There must be a unified diversity, yes, but the gifts are valid only as they proclaim Jesus in whom we are to be built up as a people.
There will be surprises for each church, to be sure when all things are measured by God.
It’s always a problem if a sermon on Pentecost Sunday dwells more on the gifts than on God who is the giver of these gifts. I am so glad we have Luke’s very brief but powerful account in Acts 2 of what happened. Anyone familiar with the Old Testament would have recognized the elements that mark God’s presence: the sounds, the rush of a violent wind and something like fire, which burns but doesn’t destroy.
What is striking here is that the fire comes to rest on each apostle. The holy presence of the living God isn’t at a fearful distance, it draws close to pull ordinary human beings into union with Jesus and with the Father. This is an awesome mystery. The whole congregation at prayer became flames of fire, a community of prophets.

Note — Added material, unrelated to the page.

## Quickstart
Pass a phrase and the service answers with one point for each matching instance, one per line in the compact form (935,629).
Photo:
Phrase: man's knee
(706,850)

This is what happened in the early Church, all kinds of unlikely people became prophets, not only the twelve apostles, but people like Ananaias, like the four unmarried daughters of Philip the Evangelist who had the gift of prophecy (Acts 21:9) and Agabus, who prophesied that Paul would be handed over to the Romans as a prisoner (Act 21: 10). In the old days of Israel the office of a prophet was reserved for those with long training and a holy life. Here in the early church, even household servants, were given the gifts of prophecy. And as with the Old Testament prophets they were given, in addition to their speech, gifts of healing, of discernment and of power for the sake of the people of God.

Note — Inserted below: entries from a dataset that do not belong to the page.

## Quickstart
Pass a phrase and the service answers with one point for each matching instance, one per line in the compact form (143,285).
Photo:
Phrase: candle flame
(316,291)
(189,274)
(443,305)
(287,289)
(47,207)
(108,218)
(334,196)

When the Church was born at Pentecost, the Holy Spirit was poured out on all flesh – not as a sort of ‘personal’ gift from God to function as a personal preserve. It was meant to be expressed together in one body, the Church, and to be used together in exalting Jesus in the world. That pouring out of the Spirit at Pentecost was meant to continue – and in the past 50 years it has been more and more evident all over the world and in every denomination. This is a glorious thing – and it becomes true only when the whole people of God draw closer in heart, in mind, in teaching and in truth to the one Lord. Is there a common declaration about Jesus when our style of churchmanship differs so greatly as the two I started out with?
It may appear that this sermon focussed on two very different leaders. That would be unfortunate because Pentecost is about the people in the pews. Jesus may have breathed on his twelve disciples before his Ascension, but he poured out the Holy Spirit and an unending collection of surprising gifts on hundreds of very ordinary people who together would become the body of Christ. That truth hasn’t changed one bit. So, even at St. Matthew’s, let us wait attentively and prayerfully for what will draw us as one people into the whole life of Christ. The Holy Spirit of God.